A pass-through entity is entitled to deduct 20% of qualified business income (which generally excludes service business income, although service businesses with income that falls below the annual threshold levels also qualify for the deduction). When income exceeds the relevant threshold, the deduction is capped at the greater of:

  • 50% of W-2 wage income, or
  • the sum of 25% of the W-2 wages of the business, plus 2.5% of the unadjusted basis, immediately after acquisition, of all qualified property. 

We asked two professors and authors of ALM’s Tax Facts with opposing political viewpoints — Robert Bloink and William H. Byrnes — to share their opinions about the impact of the Section 199A deduction as it currently exists.

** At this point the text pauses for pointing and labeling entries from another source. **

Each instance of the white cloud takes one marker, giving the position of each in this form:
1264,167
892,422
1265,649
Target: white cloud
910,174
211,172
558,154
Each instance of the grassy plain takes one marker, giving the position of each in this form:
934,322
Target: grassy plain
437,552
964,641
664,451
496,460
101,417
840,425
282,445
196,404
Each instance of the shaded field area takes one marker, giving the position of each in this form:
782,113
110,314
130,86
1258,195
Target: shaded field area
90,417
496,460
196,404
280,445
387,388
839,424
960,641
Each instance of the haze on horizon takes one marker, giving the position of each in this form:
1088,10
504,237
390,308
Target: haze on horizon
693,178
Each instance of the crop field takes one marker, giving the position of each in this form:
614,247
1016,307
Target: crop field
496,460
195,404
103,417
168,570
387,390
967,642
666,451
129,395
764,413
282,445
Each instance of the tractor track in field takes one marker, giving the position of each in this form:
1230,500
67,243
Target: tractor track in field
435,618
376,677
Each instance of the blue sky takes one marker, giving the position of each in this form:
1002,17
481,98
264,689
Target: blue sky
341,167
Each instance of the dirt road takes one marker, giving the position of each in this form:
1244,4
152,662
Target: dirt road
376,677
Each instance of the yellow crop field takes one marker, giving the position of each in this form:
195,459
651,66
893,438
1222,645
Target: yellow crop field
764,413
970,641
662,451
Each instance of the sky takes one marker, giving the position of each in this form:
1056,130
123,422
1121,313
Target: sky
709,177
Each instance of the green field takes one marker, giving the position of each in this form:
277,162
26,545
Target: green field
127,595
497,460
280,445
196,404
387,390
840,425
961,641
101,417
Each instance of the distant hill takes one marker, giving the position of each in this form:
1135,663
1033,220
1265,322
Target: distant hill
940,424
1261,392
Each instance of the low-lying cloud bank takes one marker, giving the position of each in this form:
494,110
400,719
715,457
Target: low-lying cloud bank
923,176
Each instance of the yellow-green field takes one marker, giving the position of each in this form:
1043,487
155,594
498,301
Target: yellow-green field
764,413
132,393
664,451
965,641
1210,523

Below is a summary of the debate that ensued between the professors.

thumbs up Byrnes
Thumbs down Bloink

Byrnes: This relatively new QBI deduction has essentially leveled the playing field between corporations and pass-through entities. When the corporate tax rate was slashed to 21%, business owners would have been making the choice between the potential 37% tax rate for pass-throughs and that much lower corporate tax rate. Making critical business decisions based solely on tax liability rarely results in the best outcome.

Bloink: The 20% QBI deduction has ended up offering yet another tax loophole for the wealthy. Yes, it’s beneficial for small business owners who might otherwise have been forced into the corporate structure. It’s also given wealthy corporations yet another option for reducing their federal income tax liability. 

Byrnes: Without the Section 199A deduction, small-business owners would be making choices with respect to choice of entity that are entirely based on federal tax issues, rather than the benefits of the business structure itself and the needs of the business. That’s bad for small-business owners, of course, but it also damages the economy as a whole. 199A was a necessary part of the puzzle with respect to tax reforms designed to boost business and strengthen the economy.

Bloink: The rules governing the Section 199A deduction are complicated and can easily be manipulated by high-net-worth taxpayers. While I’m not suggesting that we allow the 199A deduction to expire entirely, 199A was never intended to be a tax loophole for the wealthiest Americans to use as they please. Unfortunately, that’s how it’s often been used by wealthy Americans seeking to minimize their tax liability. Change is necessary.

Byrnes: In the end, without Section 199A, many small-business owners would probably have been forced to deal with the traditional corporate structure in order to be taxed fairly, which results in double taxation and isn’t really necessary for smaller businesses with less complex operations. Section 199A is important because it essentially works to level the playing field, at least from a pure tax perspective, between traditional C corporations and pass-through entities. The law already contains built-in income thresholds designed to prevent abuse.

Bloink: We need to impose clear and airtight income limits. As the rule stands, exceptions and qualifications currently exist to allow the wealthiest taxpayers to manipulate their situations to benefit from the deduction rather than paying their fair share.